Avec Andris Nelsons et Marek Janowski nous voici, au terme de cette année Beethoven, ayant recours à la première intégrale pour mettre en valeur les qualités de la dernière parue. L’écoute de l’intégrale de Marek Janowski nous rappelle parfaitement pourquoi Nelsons, malgré le Philharmonique de Vienne (DG), soulevait tant de questions. Aguicheur, Nelsons créait de petits événements pour montrer sa créativité interprétative, la forme musicale, l’architecture, passant au second plan. L’année qui, avec Nelsons, commençait par du vide enrobé de vernis s’achève, avec Janowski, sur une leçon de style et de rigueur.

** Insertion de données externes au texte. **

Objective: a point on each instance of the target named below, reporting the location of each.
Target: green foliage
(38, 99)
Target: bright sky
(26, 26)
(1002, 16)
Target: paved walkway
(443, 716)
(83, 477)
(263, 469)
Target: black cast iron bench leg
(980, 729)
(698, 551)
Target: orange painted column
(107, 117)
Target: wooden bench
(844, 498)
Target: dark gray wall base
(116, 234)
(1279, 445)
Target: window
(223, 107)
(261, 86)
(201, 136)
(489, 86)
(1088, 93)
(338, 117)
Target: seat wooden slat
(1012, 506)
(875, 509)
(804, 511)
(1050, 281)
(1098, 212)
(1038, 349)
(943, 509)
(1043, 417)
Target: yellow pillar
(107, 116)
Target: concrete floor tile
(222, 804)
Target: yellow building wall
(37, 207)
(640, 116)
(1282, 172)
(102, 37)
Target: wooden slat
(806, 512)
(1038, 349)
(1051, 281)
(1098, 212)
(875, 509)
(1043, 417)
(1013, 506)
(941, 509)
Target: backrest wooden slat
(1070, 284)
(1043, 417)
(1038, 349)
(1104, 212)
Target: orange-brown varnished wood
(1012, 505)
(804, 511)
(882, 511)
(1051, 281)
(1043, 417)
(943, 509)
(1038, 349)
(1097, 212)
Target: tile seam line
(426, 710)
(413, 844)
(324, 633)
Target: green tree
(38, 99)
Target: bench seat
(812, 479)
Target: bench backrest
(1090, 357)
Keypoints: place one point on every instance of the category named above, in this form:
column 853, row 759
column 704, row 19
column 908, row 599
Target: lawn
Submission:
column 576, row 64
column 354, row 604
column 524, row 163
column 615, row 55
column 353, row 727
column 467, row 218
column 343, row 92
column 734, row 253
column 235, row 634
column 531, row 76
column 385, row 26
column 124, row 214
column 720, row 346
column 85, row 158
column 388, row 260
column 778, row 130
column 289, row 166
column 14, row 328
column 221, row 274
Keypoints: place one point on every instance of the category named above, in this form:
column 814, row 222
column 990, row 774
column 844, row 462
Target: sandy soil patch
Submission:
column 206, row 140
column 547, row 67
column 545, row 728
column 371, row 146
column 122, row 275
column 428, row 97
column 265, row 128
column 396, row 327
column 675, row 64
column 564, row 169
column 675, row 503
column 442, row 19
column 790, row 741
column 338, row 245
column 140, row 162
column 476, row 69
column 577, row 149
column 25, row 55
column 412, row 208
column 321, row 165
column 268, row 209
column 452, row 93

Marek Janowski, une conscience musicale comme pouvait l’être Charles Mackerras, livre chez Pentatone une superbe intégrale enregistrée en concert entre septembre 2018 et novembre 2019.
Folie de l’industrie du disque : le même orchestre de la Radio WDR de Cologne publiait pourtant il y a un an chez Profil une autre intégrale gravée avec son chef titulaire Jukka Pekka Saraste entre novembre 2017 et mars 2018 ! La comparaison avec le placide Saraste montre l’apport de Janowski, chef intraitable dans la dynamique intérieure des phrases et la propulsion du discours. C’est ainsi que ce cycle culmine dans un exceptionnel 1er mouvement de 8e Symphonie. Hélas, le son orchestral ample chez Profil est ici décevant, plus ramassé et sec.
Janowski n’en reste pas moins la nouveauté symphonique de l’année Beethoven, alors que le coffret Gielen SWR en apparaît comme la réédition la plus utile et Savall comme l’édifice en cours de construction que l’on voudra suivre. Pour les amateurs de raretés et documents historiques, le coffret de William Steinberg est une belle curiosité. Rappelons nos références absolues : Gunter Wand comme « la grande intégrale de l’honnête homme », George Szell, Daniel Barenboïm (Warner 2000) dans la grande tradition germanique, Osmo Vänskä, Herbert Blomstedt à Leipzig (Accentus) et Paavo Järvi ou David Zinman pour les plus athlétiques.
À propos de Blomstedt, en matière de documents anciens ayant bénéficié de rematriçages, la palme revient à l’étiquette Berlin Classics à la fois pour la première intégrale Blomstedt enregistrée avec la Staatskapelle de Dresde et, en disque isolé, pour la vraie transfiguration d’un grand document historique : la 9e Symphonie gravée en 1951 par Hermann Abendroth, le professeur de Wilhelm Furtwängler.